[Date Prev][Date Next][Thread Prev][Thread Next][Date Index][Thread Index]
Re: On the word length distribution
> Jorge, do I understand correctly that you used the Currier
> alphabet 'as is'?
Actually the alphabet I used represented <Ch>>, <Sh>, <CTh>, etc as
single characters, but each <e> and <i> as an isolated character.
(Thus it is not strictly Currier's --- although he had a code
for <i>, he would use compound codes for <iin> etc.)
To clarify such matters, I have added to the page links to the
relevant files showing the list of words and the factorization
into "letters" which I used.
> This is of course a bit of a problem since it
> seems reasonable to assume that the strings of C's should
> perhaps not represent multiple characters (or,
> conversely, the strings of I's should).

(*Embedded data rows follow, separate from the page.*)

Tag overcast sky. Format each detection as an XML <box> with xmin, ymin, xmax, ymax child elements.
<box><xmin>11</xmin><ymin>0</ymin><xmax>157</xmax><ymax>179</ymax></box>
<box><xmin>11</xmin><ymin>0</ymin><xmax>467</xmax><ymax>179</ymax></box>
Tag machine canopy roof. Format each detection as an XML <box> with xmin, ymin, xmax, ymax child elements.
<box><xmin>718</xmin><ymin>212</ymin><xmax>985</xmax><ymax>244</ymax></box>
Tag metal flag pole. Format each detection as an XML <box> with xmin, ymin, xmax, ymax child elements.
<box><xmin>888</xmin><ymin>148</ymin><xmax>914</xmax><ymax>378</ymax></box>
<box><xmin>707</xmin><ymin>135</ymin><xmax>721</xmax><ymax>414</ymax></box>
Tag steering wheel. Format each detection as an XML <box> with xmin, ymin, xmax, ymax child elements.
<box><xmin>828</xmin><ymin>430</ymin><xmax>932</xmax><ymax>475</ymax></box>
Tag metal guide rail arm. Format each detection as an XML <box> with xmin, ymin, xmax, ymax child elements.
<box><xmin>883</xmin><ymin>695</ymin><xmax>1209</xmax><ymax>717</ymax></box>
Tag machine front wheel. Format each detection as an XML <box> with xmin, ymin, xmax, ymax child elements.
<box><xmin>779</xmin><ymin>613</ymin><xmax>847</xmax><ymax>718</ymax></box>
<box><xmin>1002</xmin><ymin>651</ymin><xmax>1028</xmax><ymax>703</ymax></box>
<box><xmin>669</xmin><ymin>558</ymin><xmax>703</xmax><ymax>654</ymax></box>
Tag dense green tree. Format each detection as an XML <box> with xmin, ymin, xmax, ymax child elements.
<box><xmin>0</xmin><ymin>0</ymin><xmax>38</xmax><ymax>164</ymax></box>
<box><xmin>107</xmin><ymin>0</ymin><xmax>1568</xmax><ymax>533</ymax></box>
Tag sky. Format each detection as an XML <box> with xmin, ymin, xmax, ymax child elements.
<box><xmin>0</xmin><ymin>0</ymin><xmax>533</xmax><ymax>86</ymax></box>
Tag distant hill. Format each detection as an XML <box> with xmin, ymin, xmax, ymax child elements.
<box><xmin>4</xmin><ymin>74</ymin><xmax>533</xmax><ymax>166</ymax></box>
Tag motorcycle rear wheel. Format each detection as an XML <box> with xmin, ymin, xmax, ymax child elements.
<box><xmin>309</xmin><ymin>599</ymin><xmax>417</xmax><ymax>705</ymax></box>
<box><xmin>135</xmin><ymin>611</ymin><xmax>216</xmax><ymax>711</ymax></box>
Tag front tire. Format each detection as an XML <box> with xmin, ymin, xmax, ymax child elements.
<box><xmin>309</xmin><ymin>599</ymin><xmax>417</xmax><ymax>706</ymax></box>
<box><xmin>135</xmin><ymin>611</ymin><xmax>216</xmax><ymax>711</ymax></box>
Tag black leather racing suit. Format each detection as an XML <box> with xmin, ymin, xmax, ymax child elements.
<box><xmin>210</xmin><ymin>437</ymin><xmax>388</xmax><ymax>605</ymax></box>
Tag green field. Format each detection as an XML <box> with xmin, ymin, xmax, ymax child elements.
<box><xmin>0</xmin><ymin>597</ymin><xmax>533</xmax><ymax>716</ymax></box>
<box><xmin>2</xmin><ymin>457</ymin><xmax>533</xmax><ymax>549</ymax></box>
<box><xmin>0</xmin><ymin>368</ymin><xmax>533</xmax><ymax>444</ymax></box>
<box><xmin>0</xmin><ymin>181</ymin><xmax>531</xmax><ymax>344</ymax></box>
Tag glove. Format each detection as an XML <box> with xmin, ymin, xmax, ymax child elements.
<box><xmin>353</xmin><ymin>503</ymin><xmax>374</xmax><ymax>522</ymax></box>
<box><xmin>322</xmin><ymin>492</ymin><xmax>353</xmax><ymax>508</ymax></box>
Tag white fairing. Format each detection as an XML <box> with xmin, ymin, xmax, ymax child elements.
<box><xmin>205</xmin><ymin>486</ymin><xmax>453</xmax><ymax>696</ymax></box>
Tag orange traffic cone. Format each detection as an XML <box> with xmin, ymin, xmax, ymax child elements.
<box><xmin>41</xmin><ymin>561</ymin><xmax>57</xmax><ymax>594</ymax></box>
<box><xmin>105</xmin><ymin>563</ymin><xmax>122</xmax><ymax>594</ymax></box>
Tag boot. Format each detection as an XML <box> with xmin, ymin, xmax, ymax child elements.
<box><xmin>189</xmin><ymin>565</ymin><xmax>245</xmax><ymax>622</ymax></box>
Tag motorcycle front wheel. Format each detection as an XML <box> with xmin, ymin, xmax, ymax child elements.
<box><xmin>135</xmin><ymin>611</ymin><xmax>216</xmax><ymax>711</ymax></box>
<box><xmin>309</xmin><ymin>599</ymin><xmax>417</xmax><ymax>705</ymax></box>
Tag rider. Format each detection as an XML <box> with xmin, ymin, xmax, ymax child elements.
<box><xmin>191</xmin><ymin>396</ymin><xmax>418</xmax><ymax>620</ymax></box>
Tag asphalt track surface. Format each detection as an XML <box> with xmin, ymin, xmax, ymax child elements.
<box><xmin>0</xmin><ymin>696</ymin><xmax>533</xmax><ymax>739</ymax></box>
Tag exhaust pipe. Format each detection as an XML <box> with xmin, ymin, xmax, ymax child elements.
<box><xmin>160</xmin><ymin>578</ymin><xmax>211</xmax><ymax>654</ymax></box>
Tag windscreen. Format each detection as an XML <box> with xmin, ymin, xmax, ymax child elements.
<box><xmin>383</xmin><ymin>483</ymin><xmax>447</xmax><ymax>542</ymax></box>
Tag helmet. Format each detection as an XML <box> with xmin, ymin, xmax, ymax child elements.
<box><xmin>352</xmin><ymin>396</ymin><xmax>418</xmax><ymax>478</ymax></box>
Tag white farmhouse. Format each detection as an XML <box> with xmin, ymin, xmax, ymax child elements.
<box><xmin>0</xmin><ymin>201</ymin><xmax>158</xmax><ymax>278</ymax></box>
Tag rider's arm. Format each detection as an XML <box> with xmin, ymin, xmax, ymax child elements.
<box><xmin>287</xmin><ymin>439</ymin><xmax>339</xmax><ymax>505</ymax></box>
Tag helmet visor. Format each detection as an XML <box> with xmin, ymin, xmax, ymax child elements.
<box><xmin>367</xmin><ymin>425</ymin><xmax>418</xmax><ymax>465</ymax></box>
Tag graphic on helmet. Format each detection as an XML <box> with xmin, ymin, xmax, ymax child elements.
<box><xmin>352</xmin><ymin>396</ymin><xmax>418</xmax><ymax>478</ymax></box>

Yes. I did the same computation in terms of the elements of my word paradigm
(where single <e>s are attached to the preceding letter, double
and triple <e>s are counted as single letters, strings of <i> are attached to
the final letter). Alas, the resulting length distribution is not symmetric,
and does not fit a binomial distribution with any integer N.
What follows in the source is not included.